Network of Space – Leveraging external space sources such as coworking, building amenity space for overflow, or to offer decentralized working locations.
Using Workplace Strategies to Find a Balance
Traditional Assigned Seating vs. Free Address Seating
The traditional assigned seating has seen better days. It’s still the tactic of most businesses but the cons are starting to outweigh the pros, especially since COVID-19. Companies sticking with traditional assigned seating are losing out on a lot of money. Each workspace costs an average of $15,000 a year and when workspaces are only utilized an average of 30-40% a day (pre-Covid, imagine what it is now!), you are watching your money go to waste.
Now the opposite of traditional assigned seating is Free Address. Companies will make some or all their workspaces open for employees to use when they need, no assigned seats. Free Address encompasses the other strategies and is the key to supporting flexibility. However, it’s how businesses manage free address that is critical to its success. If companies switch to free address without considering how to manage access to the workspaces, it will be short-lived. And we don’t want that for you.

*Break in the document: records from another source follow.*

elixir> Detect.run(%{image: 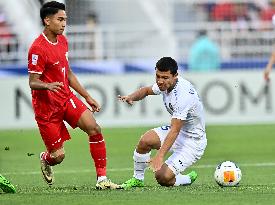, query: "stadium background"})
[0,0,275,204]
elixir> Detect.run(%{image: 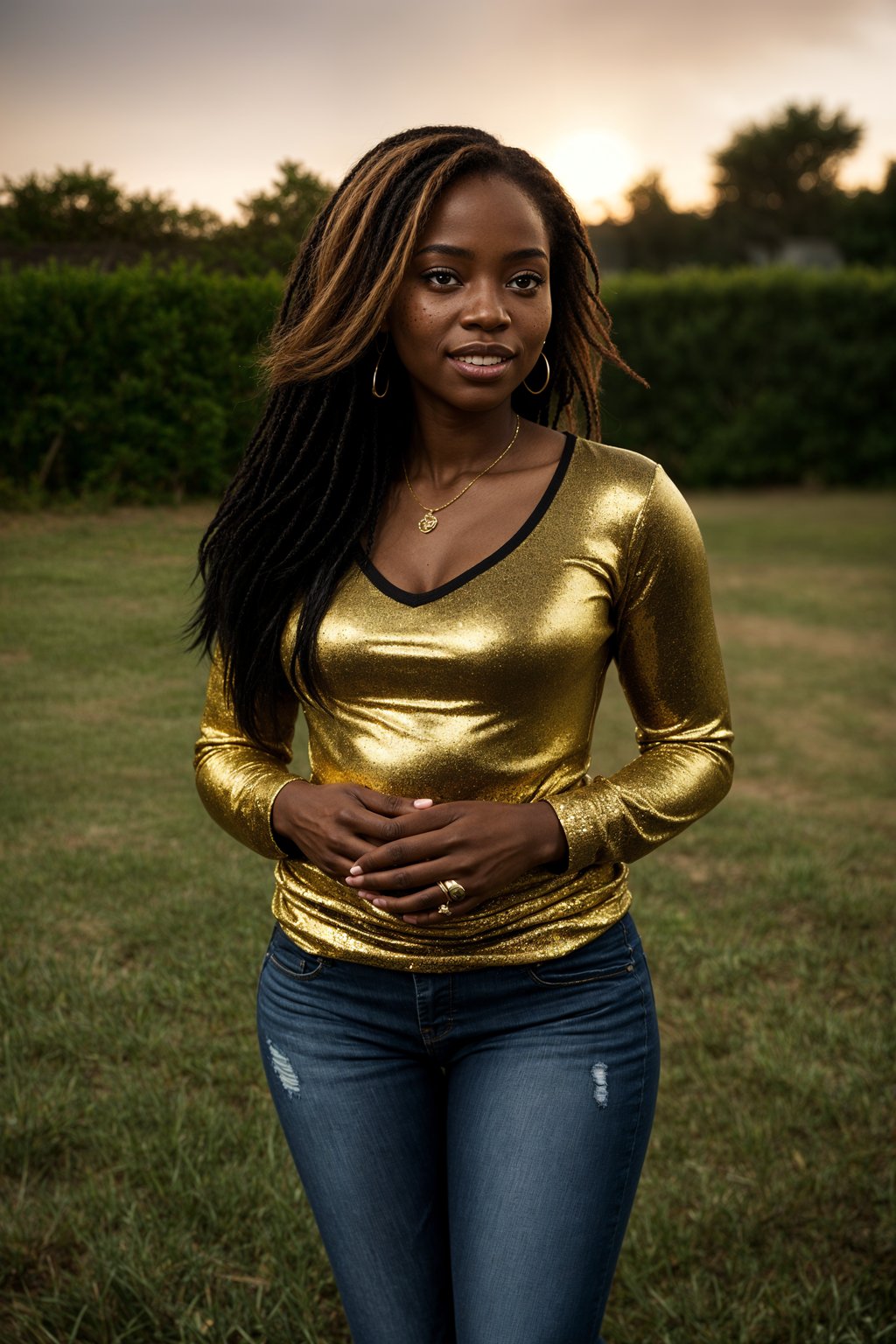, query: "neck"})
[406,401,516,486]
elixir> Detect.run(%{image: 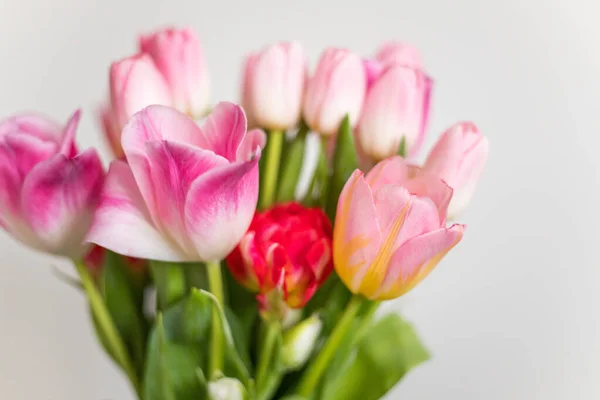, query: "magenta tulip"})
[0,111,104,259]
[87,103,265,261]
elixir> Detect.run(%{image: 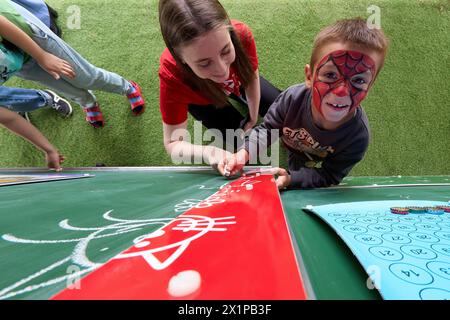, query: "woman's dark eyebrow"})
[194,43,230,63]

We aren’t saying seat assignments are not the right choice, we are saying it should be one of the choices, along with some combination of the other free address strategies. So let’s dive into those to see how they can support your employees’ workstyles in a safe environment to provide the ultimate balanced workplace.
Free Address + Seat Assignments…
Reverse Hoteling combines both hoteling and assigned seating to give you a semi better plan than traditional assigned seating. Let’s say you are in the office 90% of the time but travel 10% of the time. You still have your dedicated seat assignment, but rather than leaving it empty on days you are gone, you can release the desk for more mobile coworkers without assigned seats to use. But unless you know enough of your assigned workers will be out ahead of time, you will likely need to include additional free address/hoteling spaces for use.
+ Hoteling Program
So, that brings us to hoteling and hot desking. With an office hoteling program, employees can find the desk or collaboration space they need, when they need it. Hoteling offers employees the freedom and flexibility to work where they want and when, but the control to claim or reserve that space in advance. While hot desking is a little more in-the-moment, it still encourages a check-in to eliminate the guessing game for space availability. When managed correctly, employees can find a place to work whenever they need, without worry.

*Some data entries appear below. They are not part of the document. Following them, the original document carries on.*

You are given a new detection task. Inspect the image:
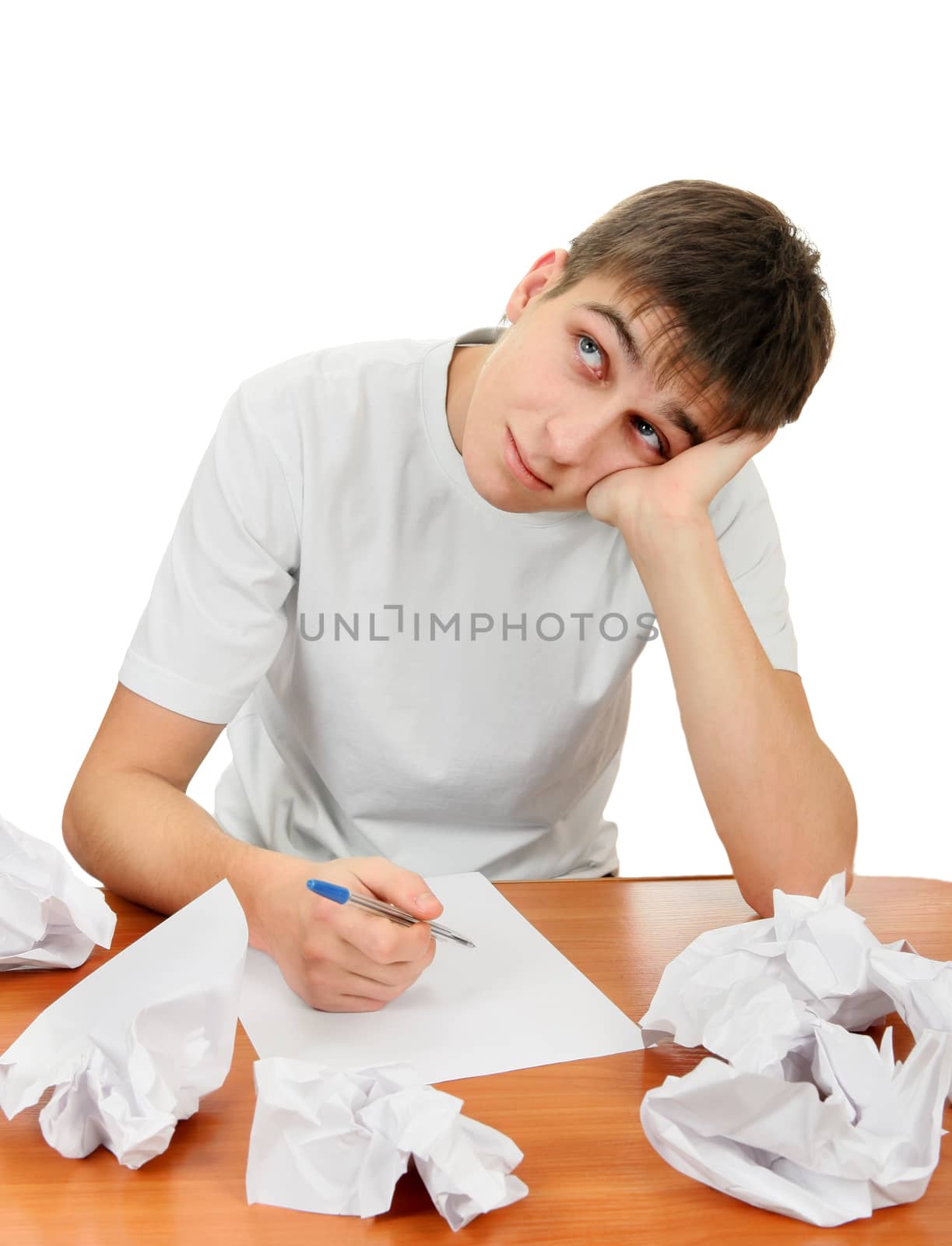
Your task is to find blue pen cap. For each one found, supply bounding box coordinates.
[307,878,350,905]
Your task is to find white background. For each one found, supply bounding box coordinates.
[0,0,952,878]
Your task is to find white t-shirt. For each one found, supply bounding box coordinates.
[118,328,796,878]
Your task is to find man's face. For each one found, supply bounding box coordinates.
[446,251,718,512]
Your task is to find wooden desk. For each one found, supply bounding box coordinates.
[0,878,952,1246]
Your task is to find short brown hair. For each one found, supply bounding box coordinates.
[500,179,835,435]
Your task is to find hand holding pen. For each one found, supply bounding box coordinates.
[307,878,476,947]
[248,852,451,1012]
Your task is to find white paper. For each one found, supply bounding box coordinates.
[245,1058,529,1231]
[0,880,248,1169]
[641,1022,952,1227]
[0,818,116,970]
[238,874,643,1082]
[641,874,952,1226]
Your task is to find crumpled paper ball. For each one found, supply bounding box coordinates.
[0,816,116,970]
[245,1057,529,1230]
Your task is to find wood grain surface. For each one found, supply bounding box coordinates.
[0,877,952,1246]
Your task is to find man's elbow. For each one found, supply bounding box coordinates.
[736,860,854,917]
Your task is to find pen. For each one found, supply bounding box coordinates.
[307,878,476,947]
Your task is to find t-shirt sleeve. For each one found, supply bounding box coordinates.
[711,459,796,671]
[118,386,300,723]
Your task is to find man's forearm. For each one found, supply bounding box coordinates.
[622,515,856,914]
[62,770,278,947]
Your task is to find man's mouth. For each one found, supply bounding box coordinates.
[504,425,552,488]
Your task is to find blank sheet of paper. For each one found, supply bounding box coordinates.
[238,874,645,1084]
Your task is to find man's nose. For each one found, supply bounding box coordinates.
[546,411,612,466]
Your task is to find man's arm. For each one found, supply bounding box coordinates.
[617,505,857,917]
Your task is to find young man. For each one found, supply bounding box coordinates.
[64,182,856,1011]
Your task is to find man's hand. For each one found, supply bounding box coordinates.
[585,430,776,528]
[258,856,442,1012]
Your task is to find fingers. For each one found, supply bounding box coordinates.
[290,938,436,1012]
[349,857,442,920]
[334,908,432,967]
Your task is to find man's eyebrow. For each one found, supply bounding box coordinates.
[574,303,704,446]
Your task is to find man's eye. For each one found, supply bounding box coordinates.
[632,415,664,455]
[574,333,668,459]
[576,333,604,368]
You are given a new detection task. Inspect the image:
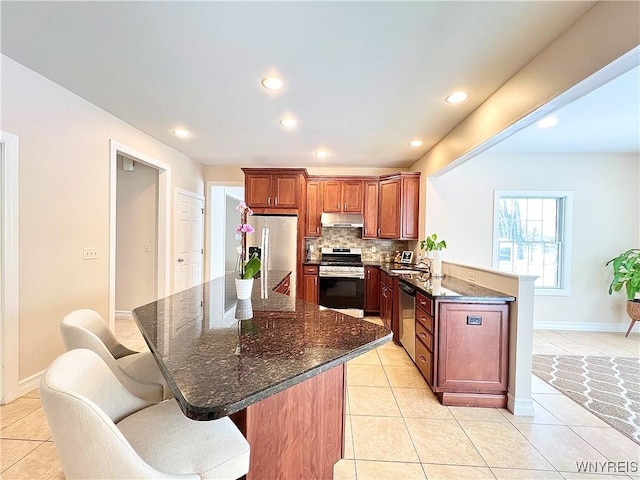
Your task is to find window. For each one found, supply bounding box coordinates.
[493,190,573,295]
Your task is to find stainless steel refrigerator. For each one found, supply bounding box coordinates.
[247,215,298,298]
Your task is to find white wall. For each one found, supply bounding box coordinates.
[116,156,158,312]
[1,55,204,382]
[426,153,640,331]
[411,2,640,248]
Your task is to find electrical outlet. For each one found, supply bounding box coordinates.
[82,247,98,260]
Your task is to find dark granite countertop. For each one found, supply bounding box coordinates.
[399,273,515,302]
[133,271,392,420]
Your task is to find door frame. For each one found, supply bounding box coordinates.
[109,139,171,331]
[173,187,207,290]
[0,131,20,404]
[204,180,244,281]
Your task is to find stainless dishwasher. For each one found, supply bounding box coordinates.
[398,281,416,362]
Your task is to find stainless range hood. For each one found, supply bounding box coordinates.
[320,212,364,227]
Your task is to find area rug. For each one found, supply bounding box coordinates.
[533,355,640,444]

+ Neighborhood/Ratio Seating
With Neighborhood/Ratio seating, you can offer employees choice and flexibility in a more controlled setting. By creating neighborhoods of departments and teams, employees can choose where they sit within a certain area but are still near the people they need to collaborate with most.
+ Network of Space
Finally, your Network of Space adds to the balance by giving employees the chance to work elsewhere, whether it’s at home, in landlord amenity space, or a coworking site. When one employee claims space outside of the office, it frees up the space inside the office for another employee to use. And with the right technology in place, you can track where your employees are working, even when they are outside your four walls.

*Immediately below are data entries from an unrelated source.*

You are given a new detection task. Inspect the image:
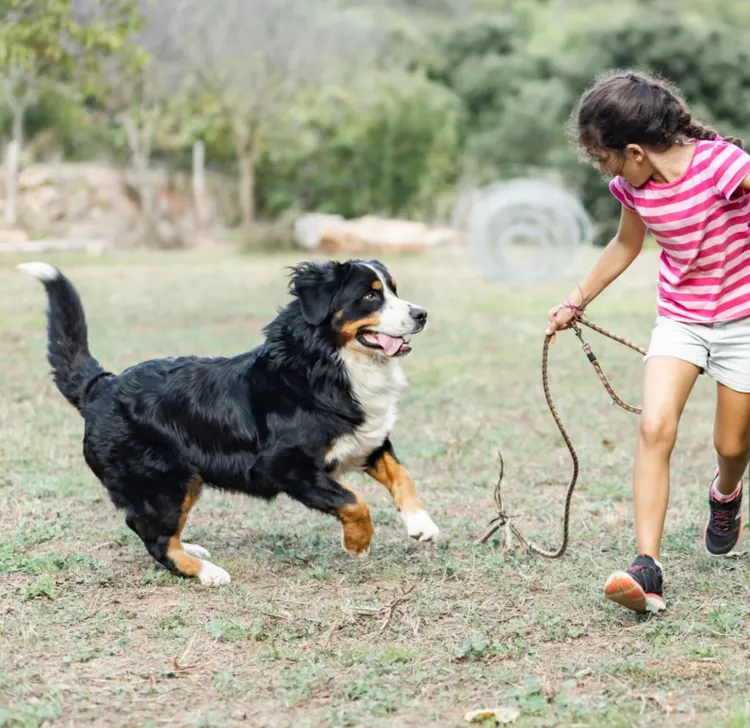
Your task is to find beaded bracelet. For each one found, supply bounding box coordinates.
[563,300,583,318]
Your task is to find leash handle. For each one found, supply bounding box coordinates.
[488,318,646,559]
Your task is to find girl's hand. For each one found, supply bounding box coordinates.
[544,301,583,343]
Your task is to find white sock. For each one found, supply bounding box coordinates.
[711,475,742,503]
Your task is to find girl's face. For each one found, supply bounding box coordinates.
[586,144,654,187]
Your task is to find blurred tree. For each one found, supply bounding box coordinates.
[0,0,138,225]
[258,71,464,217]
[162,0,388,227]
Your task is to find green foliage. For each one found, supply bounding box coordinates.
[0,0,142,101]
[258,72,462,216]
[0,0,750,245]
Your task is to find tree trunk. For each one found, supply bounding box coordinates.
[237,136,255,230]
[123,115,158,245]
[193,141,208,230]
[5,105,24,227]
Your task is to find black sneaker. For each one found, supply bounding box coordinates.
[703,473,743,556]
[604,554,667,613]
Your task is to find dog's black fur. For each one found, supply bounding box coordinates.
[20,261,434,582]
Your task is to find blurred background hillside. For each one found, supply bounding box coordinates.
[0,0,750,249]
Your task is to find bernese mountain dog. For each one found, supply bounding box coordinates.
[19,260,438,585]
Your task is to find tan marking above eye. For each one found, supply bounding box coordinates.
[339,316,380,346]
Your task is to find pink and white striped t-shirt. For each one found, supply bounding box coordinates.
[609,138,750,323]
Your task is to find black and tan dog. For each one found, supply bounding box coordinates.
[19,261,438,585]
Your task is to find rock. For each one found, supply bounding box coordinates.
[0,229,29,245]
[295,215,456,254]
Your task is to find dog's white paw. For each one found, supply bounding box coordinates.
[401,511,440,541]
[195,560,232,586]
[182,543,211,559]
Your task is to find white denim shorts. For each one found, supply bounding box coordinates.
[646,316,750,393]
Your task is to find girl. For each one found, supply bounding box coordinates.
[547,72,750,612]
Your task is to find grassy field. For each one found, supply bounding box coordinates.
[0,250,750,727]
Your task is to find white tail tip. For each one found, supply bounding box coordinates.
[16,263,60,281]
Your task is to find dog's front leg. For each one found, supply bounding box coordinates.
[367,439,440,541]
[253,448,375,558]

= Flexible, Dynamic Workplace
Do you see how establishing a dynamic workplace with some combination of workplace strategies can create the balance for which your office is looking?
We’ve said it a couple of times now, so let’s say it again. Balance is the solution to COVID’s complete disruption of our workplace world, and the continued changes sure to follow. Now is the time to implement the technologies necessary to balance the freedom, flexibility, and productivity of expanded workplace choices with the control, management, and measurement so critical to maintaining safety, security, and optimization.
What’s your balance? Are you using any of these workplace strategies?